第52話 『魔の左手』
アリアが持っていた剣は空を舞い、地面に突き刺さる。
後ろにはルシアがなぜかこっちに手を向けている。
アリアは風を起こしながら空を飛んでいた。
「危なかったな。何か嫌な予感がしたんだよ」
「ケリウス、まさかお前が来るとは思ってなかった」
自分から涙が流れているのがわかった。
なんか、久しぶりに涙を流した気がする。
この涙は、どんな感情で流してるのか、わからない。
悲しいから?苦しいから?それとも嬉しいから?
わからない。
でも、涙を流してるってことは、このどれかだろう。
まさか、俺にまだこんな感情が残ってたとわな。
でも、俺は強くならないといけない。
こんな感情があると、俺は強くなれない。
だから、この感情が完全に消さないといけないな。
で、これはどういう状況なんだ?
ルシアが攻撃して剣を飛ばして、ケリウスが俺の前に来て、闇を放つが、アリアに飛んで避けられた、みたいな感じか?
そういえばルシアって、何で攻撃したんだ?
多分属性でだよな?
あれ、ルシアって何属性だっけ?
そういえばまだ訊いてなかった。
後で訊くか。
「ありがとな。ケリウス」
俺は目をこすって涙を拭き、体を痛めながらもゆっくりと立ち上がった。
「そういえば、魔石はどうした?」
「ちゃんと手に入れたよ」
「てことは、後はあいつを殺すだけだな」
「後少しでしたのにっ!でも、ちょっと増えたくらいじゃ、私には敵いませんよ!」
アリアは怒りを露にしながら綺麗に着地する。
地面から植物が生え、蔓が俺たちに纏わりついてきた。
「な、なんだよこれ!」
アリアは横から水の斬撃を出し、こっちに飛ばしてきた。
俺は数本の闇の剣を出し、蔓を一斉に切った。
斬撃に当たる寸前のところで、ぎりぎり避けることができた。
「危なっ!助かった。ありがとな、ラング」
「当たり前だ。大事な道具だからな」
「……フッ、そういうと思ったよ」
「最終手段です」
アリアはいきなり空を飛んだ。
見ると、手から火の玉を出していた。
その瞬間、いきなり雨が止む。
一体何をするつもりだ?
アリアは俺たちにニヤリと不敵な笑みを見せ、その火の玉を森に落とした。
その瞬間、森は一気に炎に包まれた。
「うわっ!」
「熱っ!」
最終手段ってこういうことか。
「あの人正気!?この森って、あの人の森みたいなもんでしょ?」
「俺を殺すためならこの森がどうなろうといいって判断だろうな」
火の勢いが増すのがわかった。
この森がどうなろうと構わねえよ。
早くあいつを殺してこの森を抜けねえとな。
炎が巨大になると、アリアが強風を起こした。
「何っ!?」
炎が俺たちを呑み込む。
「奥の手を出すしかないな」
その瞬間、黒い手のようなものが、ケリウスの後ろから出てきた。
その手は徐々に大きくなり、でかい炎を一気に掴みこんで消した。
「ケリウス、その手…」
「ん?ああ、これか。
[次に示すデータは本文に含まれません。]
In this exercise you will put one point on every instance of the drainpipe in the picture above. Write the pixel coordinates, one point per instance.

俺のスキル、『魔の手』だ」
魔の手……そんなスキルが存在したのか。
そのスキルがあれば……俺のこの左腕も…。
「ケリウス」
「ん?」
「確か、お前には付与魔法が使えるんだよな」
「あ、ああ、そうだが」
「だったら、その魔の手ってやつを、俺に付与してほしい」
「え、なんで」
「いいから早くしろ!」
「わ、わかったよ」
ケリウスは俺に手の平を向け、目を瞑る。
顔の表情が硬いことから、手に力を込めてることがわかる。
ケリウスは声をあげると、目をパッと開けた。
手からは黒い靄が放たれている。
その靄が俺の左腕のところに当たると、徐々に腕の形を作っていった。
やった。手が手に入った。
試しに動かしてみる。
「おぉ!動くぞ!ちゃんと思い通りに動いている」
「危ない!」
危機を察知し、瞬時に避ける。
「浮かれてたら死ぬかもな」
「早く倒すぞ」
「わかってる」
この力で俺が倒してやる。
「ありがとな、ケリウス。感謝するぜ!」
その言葉と同時に、俺はアリアに向かって飛んだ。
アリアが少し焦りながら、色んな攻撃をしてくる。
が、俺は避けたり、闇で吸い込んだ。
そしてついに、アリアの目の前につく。
その瞬間に、俺は左手を前に出した。
手はみるみるうちに大きくなり、アリアの体を握った。
「くっ!そんな、私が!」
「勝ったな」
俺は左手の親指でアリアの頭を潰した。
四方八方に血が飛ぶ。
呆気なく終わったな、神のくせに……。